Лиина голова появилась из‑за дверей.
— Неужели нельзя было сразу догадаться, кто это делает? — удивилась она. — Если вы начнете на ней тонуть — кто вас спасет? Я не уверена, что смогу поплыть кролем вторично…
После утреннего купания Лия не спеша возвращалась на дачу. Она посматривала, что едят в «Сорренто» и наблюдала, как наливался каждое утро виноград, дикий виноград, который рос на стене нашей «баржи», вился вдоль окон и уходил на крышу.
Лия часто закидывала голову и срывала несколько гроздей.
Виноград, который мы привозили из Италии — крупный, сочный, — она не брала в рот, а этот ела с большим аппетитом, вместо завтрака и обеда.
— Такой виноград ели только члены Политбюро, — говорила она, сидя в патио, — он называется «черная изабелла».
Однажды я попробовал «изабеллу» — это была кислятина, я плевался полдня.
— Что ты понимаешь в винограде, — говорила Лия, — какой оттенок, какой аромат — меня хлебом не корми, дай такой виноград!

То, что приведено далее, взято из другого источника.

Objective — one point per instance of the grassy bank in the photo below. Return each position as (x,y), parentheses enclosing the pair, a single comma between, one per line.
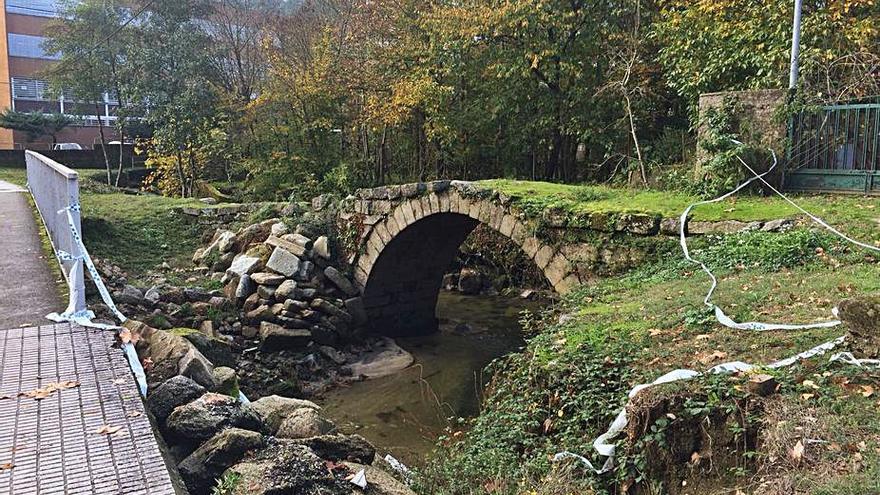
(854,213)
(135,232)
(583,357)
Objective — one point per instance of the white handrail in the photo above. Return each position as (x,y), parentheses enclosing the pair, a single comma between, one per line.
(55,188)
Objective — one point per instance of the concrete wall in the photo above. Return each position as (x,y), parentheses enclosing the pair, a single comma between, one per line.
(758,125)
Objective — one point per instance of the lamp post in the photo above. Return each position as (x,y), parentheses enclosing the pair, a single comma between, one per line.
(795,45)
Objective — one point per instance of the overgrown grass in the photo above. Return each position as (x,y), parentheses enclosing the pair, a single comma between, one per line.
(564,389)
(857,213)
(138,232)
(135,232)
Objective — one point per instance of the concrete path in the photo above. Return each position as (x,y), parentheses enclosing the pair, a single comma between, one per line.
(71,417)
(29,289)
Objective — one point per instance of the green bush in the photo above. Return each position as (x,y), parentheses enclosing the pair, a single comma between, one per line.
(558,394)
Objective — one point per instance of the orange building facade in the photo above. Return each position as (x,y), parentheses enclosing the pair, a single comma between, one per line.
(24,88)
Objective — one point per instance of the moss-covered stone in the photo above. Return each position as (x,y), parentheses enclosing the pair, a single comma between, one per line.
(862,317)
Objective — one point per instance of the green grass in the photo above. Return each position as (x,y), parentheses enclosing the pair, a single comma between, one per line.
(135,232)
(138,232)
(563,390)
(847,211)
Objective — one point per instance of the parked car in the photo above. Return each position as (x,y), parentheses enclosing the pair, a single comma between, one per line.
(67,146)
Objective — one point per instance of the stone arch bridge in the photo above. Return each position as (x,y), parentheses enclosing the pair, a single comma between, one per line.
(400,240)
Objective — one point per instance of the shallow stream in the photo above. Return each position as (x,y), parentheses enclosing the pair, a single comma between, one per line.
(403,414)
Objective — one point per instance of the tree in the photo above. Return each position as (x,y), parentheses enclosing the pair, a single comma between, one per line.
(35,124)
(94,41)
(739,44)
(173,76)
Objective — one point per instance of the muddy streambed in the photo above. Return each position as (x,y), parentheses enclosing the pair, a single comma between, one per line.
(404,413)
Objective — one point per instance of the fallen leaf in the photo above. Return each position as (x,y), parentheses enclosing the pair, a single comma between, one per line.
(108,430)
(797,453)
(126,336)
(714,356)
(810,384)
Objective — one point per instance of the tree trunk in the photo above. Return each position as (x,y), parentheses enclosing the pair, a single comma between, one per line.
(121,146)
(632,128)
(103,141)
(180,176)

И потом — он целебный, от «изабеллы» проходит гипертония, атеросклероз, спина. Вы знаете, что уже целую неделю у меня не болит спина?..
Она ела его — он был бесплатным, за ним не надо было таскаться в далекую Италию.
Иногда с моря я наблюдал, как мама грациозно срывала «изабеллу», превращаясь из корсара в вакханку.
Потом она шла на кухню и варила кашу, одновременно поглядывая в подзорную трубу.
— Нонико, — кричала она, — солнце вредно, немедленно иди в воду.
— Алик, иди домой, каша готова.
Все продолжали купаться, я поднимался, хлебал кашу в патио, слушал приемник, листал «Нис матэн», где на каждой странице кого‑то убивали, потом брился на солнце, под фигой.
Наконец поднимались все. Лия усаживала Пуму и начинала его кормить. Она рассказывала ему о блокаде Ленинграда, как падали бомбы, и каждый раз, когда взрывалась очередная бомба, Пума раскрывал рот, и Лия вкладывала туда все, что успевала — поэтому бомб на Ленинград упало больше, чем на самом деле.